Improved extraction logic in Abuse Mailbox Automation to surface multi-forwarded and reply phishing reported messages.

Now, when employees submit multi-forwarded email threads to the Abuse Mailbox Automation for analysis, Abnormal will automatically triage and remediate them within seconds, adding to the 4x time savings SOC teams can achieve. The Email Summary view now includes context about forwards or replies within the message. Analysis details will show the origin of the email, i.e. “this email is the first in a thread with two replies.”

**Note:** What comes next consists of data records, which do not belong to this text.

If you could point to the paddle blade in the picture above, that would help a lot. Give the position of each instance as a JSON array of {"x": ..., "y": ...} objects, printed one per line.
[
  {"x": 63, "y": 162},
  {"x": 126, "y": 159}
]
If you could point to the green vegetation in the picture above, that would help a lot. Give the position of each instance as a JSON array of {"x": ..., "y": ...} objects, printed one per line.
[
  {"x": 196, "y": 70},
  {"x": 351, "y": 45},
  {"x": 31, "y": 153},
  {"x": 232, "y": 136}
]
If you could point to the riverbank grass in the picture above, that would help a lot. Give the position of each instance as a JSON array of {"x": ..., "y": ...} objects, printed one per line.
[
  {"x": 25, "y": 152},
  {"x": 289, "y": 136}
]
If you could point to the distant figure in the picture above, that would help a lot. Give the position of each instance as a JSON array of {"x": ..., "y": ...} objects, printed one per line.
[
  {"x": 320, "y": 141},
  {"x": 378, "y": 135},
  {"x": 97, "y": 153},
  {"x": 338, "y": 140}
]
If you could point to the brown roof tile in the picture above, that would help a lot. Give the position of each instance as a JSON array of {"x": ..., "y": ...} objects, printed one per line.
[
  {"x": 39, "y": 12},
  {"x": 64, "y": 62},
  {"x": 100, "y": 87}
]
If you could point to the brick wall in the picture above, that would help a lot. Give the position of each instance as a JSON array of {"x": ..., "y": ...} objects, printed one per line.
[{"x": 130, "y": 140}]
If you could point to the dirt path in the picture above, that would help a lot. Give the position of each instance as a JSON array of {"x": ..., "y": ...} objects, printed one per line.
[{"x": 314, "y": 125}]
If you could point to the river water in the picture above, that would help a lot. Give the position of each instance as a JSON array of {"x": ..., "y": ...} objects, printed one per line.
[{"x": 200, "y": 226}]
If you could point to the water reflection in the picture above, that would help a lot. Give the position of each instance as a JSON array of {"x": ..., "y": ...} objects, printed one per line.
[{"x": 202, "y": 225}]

Security analysts can locate specific emails more quickly with a new filter and search fields. Customers who have Email Productivity enabled can filter the search to only show Graymail messages. Additionally, customers can now use two new fields to quickly search by:

• Message ID
• Attachment name

Abnormal has enhanced Inbound Email Security's detection model by leveraging behavioral intelligence that identifies more known-good behaviors to identify anomalies in emails that indicate spam. For example, older domains are less likely than young domains to be carrying out this newer type of spam we are now filtering out of inboxes.

Inbound Email security now filters twice the volume of spam to a hidden folder, freeing security analysts from having to triage additional user-reported spam reported to their abuse mailbox.

With the addition of the BERT LLM enhancement, Abnormal's detection models can more easily determine if two emails are similar and are part of the same polymorphic email campaign targeting an organization. Additionally, these pre-trained BERT LLMs give Abnormal the ability to understand content and text and the intention of a possible attacker in a highly scalable manner.

Here's an example of the differences a word's meaning can have depending on where it sits within a sentence.

Because BERT can understand the context of word placement in text, it will return different embeddings as vectors that encapsulate the meaning of the word to detect similar spam campaigns.

New API endpoint for customers to fetch a list of Detection 360° reports that they have submitted and view corresponding details for each case, including report summaries, statuses, message analyses, and more.

Customers who have integrated with the Abnormal API can use this endpoint to extract their D360° information. For integration instructions, see the Abnormal REST API Integration Guide.

Threat log now supports the ability to search for attachment name, MD5, and SHA256.